I was looking for something that’s not too lengthy and that I could make a career out of also. I was always fascinated by law. I found out that in Canada, there is another way of getting a license and becoming a part of the law field as a paralegal. So, I researched and found that if I become a paralegal, I can always go ahead and get my LLB (Bachelor’s Degree in Law) and LLM (Master of Laws) and pursue a career in law. At that time, it was a first step and something I could manage.
3. What was your life like before you came to triOS?
Life was good but not challenging. With the paralegal program, it’s easier looking at the program on paper rather than going into class and doing all the presentations and mock trials, studying hard, doing all the readings, learning case law, and whatnot. It threw a challenge at me, and I accepted it. I believe I did well.
4. Do you have any advice for other newcomer students?
My advice would be to look into these types of short programs: medical assistant, paralegal, or the IT (Information Technology) program. I see international students coming from all parts of the world to study in Canada. But when they come here, they go to community colleges or universities, they go for the 4-year program which is too long in my opinion. If someone just wants to enhance their skill set and get something in a shorter period of time that will pay or reward them accordingly, my advice would be to look into private career colleges like triOS. Research and do your due diligence, and then go into the program that best fits your needs.
5. What was the most interesting thing you have learned during your time in Canada so far?
The most important thing that I’ve learned in Canada is equality and giving respect to everyone. Studying in a classroom at triOS was the starting point. There were so many people from different ethnic backgrounds and different cultures of life. Studying and being part of a team where you build those skills for teamwork is very important. All of the workspaces value it. The most important thing I learned is to work with other people with different temperaments, with different levels of patience, and with different levels of understanding. That is something that I’d say is at the top of my list.
6. How would you describe your experience at triOS College?
It was a fun time. I met new people, and I made new friends. I was new in the country at that time, so it was challenging for me to settle down and integrate into society. I still remember my first day at triOS, where I was looking nervous in class. And I still remember my last day at triOS, where everyone was together in a huddle, and we were very emotional about leaving each other. But still, all of my colleagues at the school, even outside of the paralegal program, we used to have talk and we had great, fun times.
7. What sort of job were you able to get?
I’m not a “job person” anymore. After graduating from triOS, my instructors have instilled this entrepreneurship in me, so I’m successfully running my own practice as a paralegal. Since I graduated and got my P1 (Paralegal) License from the LSO (Law Society of Ontario), I have been practicing and running a very successful business.
8. How was your internship experience?
I went to JSM Law in Mississauga. It was a personal injury law firm. This is another good thing about triOS and the program. The internship is also integrated, and Career Services helps you find a placement. Even my instructor went above and beyond; she helped me enhance my resume for the internship.
9. What was your best memory from school?

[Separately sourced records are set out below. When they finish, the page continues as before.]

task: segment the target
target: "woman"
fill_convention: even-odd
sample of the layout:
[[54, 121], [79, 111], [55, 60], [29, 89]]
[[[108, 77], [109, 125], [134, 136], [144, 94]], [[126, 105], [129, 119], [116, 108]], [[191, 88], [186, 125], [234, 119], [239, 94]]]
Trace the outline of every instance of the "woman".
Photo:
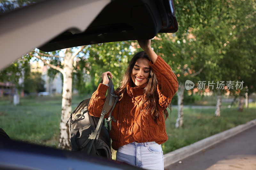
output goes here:
[[[146, 169], [164, 169], [161, 144], [168, 139], [166, 108], [178, 90], [178, 82], [170, 66], [152, 49], [150, 40], [138, 42], [144, 51], [132, 59], [116, 91], [120, 99], [112, 113], [116, 121], [111, 122], [112, 147], [117, 150], [117, 160]], [[100, 117], [108, 76], [112, 78], [110, 72], [102, 73], [103, 83], [92, 96], [88, 109], [92, 116]]]

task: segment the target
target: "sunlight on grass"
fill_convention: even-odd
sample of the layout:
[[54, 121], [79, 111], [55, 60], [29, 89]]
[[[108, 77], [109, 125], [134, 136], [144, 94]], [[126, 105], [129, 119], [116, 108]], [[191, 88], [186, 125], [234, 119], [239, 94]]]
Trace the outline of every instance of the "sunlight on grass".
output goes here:
[[[90, 97], [90, 95], [74, 96], [72, 109], [82, 100]], [[210, 104], [214, 100], [207, 99]], [[198, 103], [203, 102], [201, 101]], [[57, 147], [61, 103], [60, 96], [28, 96], [21, 98], [20, 103], [17, 106], [11, 104], [8, 99], [2, 99], [0, 100], [1, 127], [12, 139]], [[177, 109], [172, 108], [171, 115], [168, 110], [169, 119], [165, 123], [169, 138], [162, 144], [164, 153], [256, 118], [256, 102], [249, 103], [249, 108], [245, 108], [243, 112], [237, 111], [237, 105], [228, 108], [230, 103], [224, 104], [222, 105], [219, 117], [214, 116], [214, 108], [184, 108], [184, 123], [180, 129], [174, 127]], [[111, 150], [112, 159], [115, 159], [116, 151]]]

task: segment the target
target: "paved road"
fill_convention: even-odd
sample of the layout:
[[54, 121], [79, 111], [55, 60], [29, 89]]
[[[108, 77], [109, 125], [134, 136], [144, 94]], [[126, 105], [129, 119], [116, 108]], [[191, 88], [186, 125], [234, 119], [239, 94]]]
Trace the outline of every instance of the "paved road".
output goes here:
[[256, 170], [256, 126], [165, 170]]

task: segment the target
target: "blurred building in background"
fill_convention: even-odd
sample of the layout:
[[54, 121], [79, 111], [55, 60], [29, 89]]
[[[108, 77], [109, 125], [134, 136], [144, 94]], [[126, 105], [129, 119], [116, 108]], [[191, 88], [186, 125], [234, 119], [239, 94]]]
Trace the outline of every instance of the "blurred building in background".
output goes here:
[[34, 62], [30, 64], [31, 72], [38, 72], [42, 73], [42, 79], [45, 82], [44, 87], [46, 92], [51, 94], [62, 93], [63, 85], [61, 73], [57, 73], [52, 79], [47, 75], [47, 70], [49, 67], [45, 65], [43, 62]]

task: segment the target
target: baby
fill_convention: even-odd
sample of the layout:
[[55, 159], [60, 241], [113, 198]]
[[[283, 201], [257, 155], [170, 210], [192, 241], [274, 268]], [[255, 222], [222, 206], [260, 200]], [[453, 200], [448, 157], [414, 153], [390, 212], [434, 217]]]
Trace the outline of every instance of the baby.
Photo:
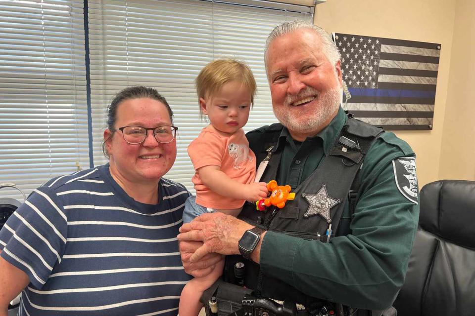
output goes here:
[[[254, 182], [256, 156], [242, 130], [256, 90], [250, 69], [237, 60], [219, 59], [207, 65], [195, 82], [200, 114], [207, 116], [210, 124], [188, 147], [196, 195], [187, 200], [184, 223], [208, 212], [237, 216], [246, 200], [257, 201], [268, 193], [265, 182]], [[185, 286], [180, 316], [198, 315], [203, 292], [221, 275], [224, 264], [223, 259], [210, 275]]]

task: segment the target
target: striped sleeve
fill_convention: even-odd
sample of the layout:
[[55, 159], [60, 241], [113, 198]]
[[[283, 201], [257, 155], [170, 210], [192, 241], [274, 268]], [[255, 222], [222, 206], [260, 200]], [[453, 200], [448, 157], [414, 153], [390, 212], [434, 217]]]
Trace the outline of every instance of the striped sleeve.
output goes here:
[[51, 189], [35, 190], [0, 231], [0, 254], [41, 289], [60, 262], [67, 234], [62, 206]]

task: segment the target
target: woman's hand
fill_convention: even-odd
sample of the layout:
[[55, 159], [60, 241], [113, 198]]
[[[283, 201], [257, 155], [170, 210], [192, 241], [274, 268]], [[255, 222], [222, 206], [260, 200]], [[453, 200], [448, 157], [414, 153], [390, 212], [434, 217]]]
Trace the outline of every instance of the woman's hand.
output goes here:
[[[181, 234], [178, 238], [181, 243], [202, 242], [188, 258], [190, 263], [197, 263], [204, 259], [207, 254], [213, 252], [223, 255], [238, 254], [239, 240], [244, 232], [253, 227], [231, 215], [220, 212], [208, 213], [184, 224], [180, 229]], [[183, 254], [182, 258], [183, 260]]]
[[180, 253], [185, 272], [194, 277], [207, 276], [214, 269], [215, 265], [219, 262], [223, 256], [219, 253], [208, 253], [195, 262], [190, 262], [190, 258], [196, 249], [203, 245], [200, 241], [180, 241]]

I would say the mock trials we used to do in class. They were something I always looked forward to. We always had a healthy competition. I was one of the strongest advocates in class, and there was another student who had a law background from back home. She was also a very strong candidate for the mock trials. We used to have this healthy competition — she would go on the stand for one side, and I would go on the stand for the other. We used to have these real debates in class.
The Paralegal diploma program at triOS College is 52 weeks long and is accredited by the Law Society of Ontario. Students will receive an understanding of various areas of law including tribunal practice, residential landlord and tenant law, civil litigation, and much more. Half-day classes allow students to still work and take care of other commitments. The program includes a 4-week internship to provide students with hands-on experience before they enter the field.